“We are all in this together” – Nursing grad aims to advocate for future nurses

17 November 2022

Originally from Taiwan, Summer Lee has not been able to go home to see her family in over three years, and while that was challenging enough, she also had to begin her nursing program at the University of Toronto mostly online. Learning to build connections with her classmates over Zoom and maintain a social life through virtual library sessions, was something she says was often quite daunting, but she persevered.  After graduating this Fall from the accelerated nursing program at the Lawrence Bloomberg Faculty of Nursing, Lee is eager to see her family again, and to travel, but she also has another goal in mind. As she begins her nursing career, Lee is keen to advocate for future generations of nursing students and inspire them to join the profession.

“I will be honest, nursing is a tough job,” says Lee, “but it is also one of the most satisfying. Sharing in some of our patients most vulnerable moments from receiving a serious diagnosis, to actively dying, or recovering is a privilege that, I don’t think you get to experience in any other career.”

Prior to beginning her nursing degree, Lee considered becoming a doctor, but she wasn’t sure it would be the right fit for her. After her first year of university, she decided to take a gap year and volunteer at Sinai Health, which is where she says she realized her true passion was in nursing.

“There was a lot of pressure for me to be a doctor, especially from my family, and people around me were surprised I was taking a gap year,” says Lee. “For me, what mattered most was figuring out what I wanted to do and not having any regrets if I was going to invest my time in more school.”

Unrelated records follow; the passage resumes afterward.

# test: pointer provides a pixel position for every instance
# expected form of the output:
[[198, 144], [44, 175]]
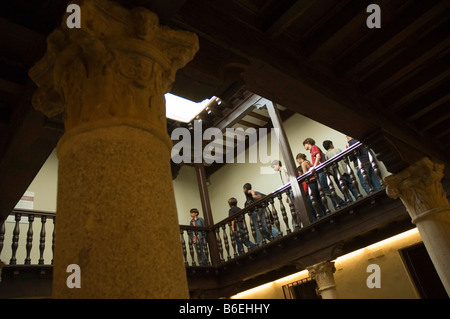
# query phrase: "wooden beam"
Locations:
[[380, 44], [289, 16]]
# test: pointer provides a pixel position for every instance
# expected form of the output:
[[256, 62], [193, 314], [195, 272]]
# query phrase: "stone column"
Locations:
[[322, 273], [420, 189], [116, 213], [1, 266]]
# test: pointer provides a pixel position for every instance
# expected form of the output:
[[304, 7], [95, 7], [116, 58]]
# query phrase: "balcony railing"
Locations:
[[266, 220]]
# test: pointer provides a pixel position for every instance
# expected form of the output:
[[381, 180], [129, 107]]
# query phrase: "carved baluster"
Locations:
[[365, 176], [183, 245], [42, 241], [294, 215], [244, 226], [267, 215], [343, 187], [323, 196], [314, 199], [283, 212], [375, 165], [233, 239], [219, 244], [29, 239], [15, 240], [238, 237], [352, 176], [225, 239], [205, 247], [2, 235], [197, 246], [275, 216], [332, 189], [252, 227], [259, 222], [53, 238], [191, 247]]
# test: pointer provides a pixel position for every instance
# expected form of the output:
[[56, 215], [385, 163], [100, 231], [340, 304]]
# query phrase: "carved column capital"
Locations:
[[420, 189], [118, 65], [322, 273]]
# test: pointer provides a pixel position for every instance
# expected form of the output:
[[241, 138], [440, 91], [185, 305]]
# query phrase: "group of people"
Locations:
[[318, 209], [317, 158]]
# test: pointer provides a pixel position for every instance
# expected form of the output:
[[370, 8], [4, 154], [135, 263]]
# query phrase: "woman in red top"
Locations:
[[305, 166]]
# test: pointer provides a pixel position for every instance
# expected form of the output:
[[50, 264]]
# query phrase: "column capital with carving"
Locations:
[[420, 189], [118, 65]]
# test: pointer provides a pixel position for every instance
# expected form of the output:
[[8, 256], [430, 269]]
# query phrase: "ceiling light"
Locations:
[[183, 110]]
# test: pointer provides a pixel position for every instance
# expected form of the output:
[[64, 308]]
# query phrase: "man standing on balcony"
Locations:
[[317, 158], [341, 167], [197, 236], [237, 227], [253, 196]]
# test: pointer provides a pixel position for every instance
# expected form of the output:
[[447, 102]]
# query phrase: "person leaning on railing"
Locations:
[[363, 155], [237, 225]]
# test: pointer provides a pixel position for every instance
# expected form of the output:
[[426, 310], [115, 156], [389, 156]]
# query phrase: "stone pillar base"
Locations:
[[116, 216], [322, 273]]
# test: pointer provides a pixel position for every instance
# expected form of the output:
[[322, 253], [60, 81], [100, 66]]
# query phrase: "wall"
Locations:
[[351, 273]]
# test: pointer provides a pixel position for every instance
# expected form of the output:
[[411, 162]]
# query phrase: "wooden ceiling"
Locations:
[[388, 87]]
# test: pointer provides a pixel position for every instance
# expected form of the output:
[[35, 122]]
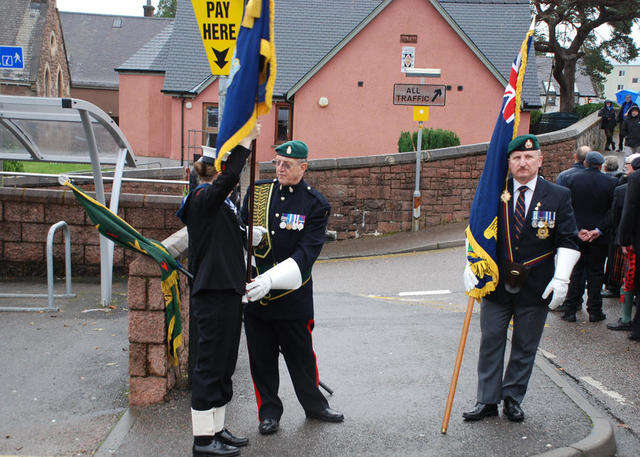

Nurses, Lee argues, are the ones who spend the most time with patients, who are able to remove barriers to care access, and provide individuals with extra support. One of the most memorable times in the program Lee recalls, was during her acute care placement on an internal medicine ward, where a patient who was diagnosed with COVID-19 succumbed to the disease. They were unable to have family around them when they died, and as a result it was just Lee and her clinical instructor who were present during the patient’s final hours.

“Being able to process that loss with my peers and my preceptor was transformative. That experience made me more passionate about my patients and validated for me why I wanted to be in nursing,” says Lee. “COVID is hard and heartbreaking, it makes it challenging even now as a new registered nurse (RN), but it is a privilege to be with patients in their final hours, it makes the role fulfilling and motivates me to continue in this career.”

Lee is not averse to talking about the challenges nurses face, particularly as she describes witnessing the health system collapsing all around them. She has seen first-hand the effects of COVID on worsening the severe nursing shortage and has experienced the distress of caring for patients while short-staffed.

Yet Lee remains hopeful, looking to the bonds she has with her patients, and the support she has received from faculty at Bloomberg Nursing to help her stay positive and even find the beauty in her career. When asked what she might say to future nursing students considering this career option Lee is hopeful they will be inspired by the collective nature of the profession.

“In spite of the challenges, we as nurses, really work as a team. I haven’t experienced anything like that before. Everyone is so genuinely willing to help each other, and we are saving lives together,” says Lee. “The best part of nursing is that we are all in this together. I hope collectively, we are able to advocate for future generations and one day change the health system, for the better.”

For now, Lee is looking forward to advancing her nursing skills keeping her options open by working in both a clinical-based position which allows her to build long-term relationships with patients, and make a difference in their day-to-day lives, while also gaining experience in acute care surgical settings in one of Toronto’s busiest multi-organ transplant units.

“I have a great support system, and I’m hopeful that I can inspire others who are thinking about a career in nursing or health care,” says Lee. “It is a tough job, it is a tough time to join, but it is also very rewarding, and the future of the health system depends on us.”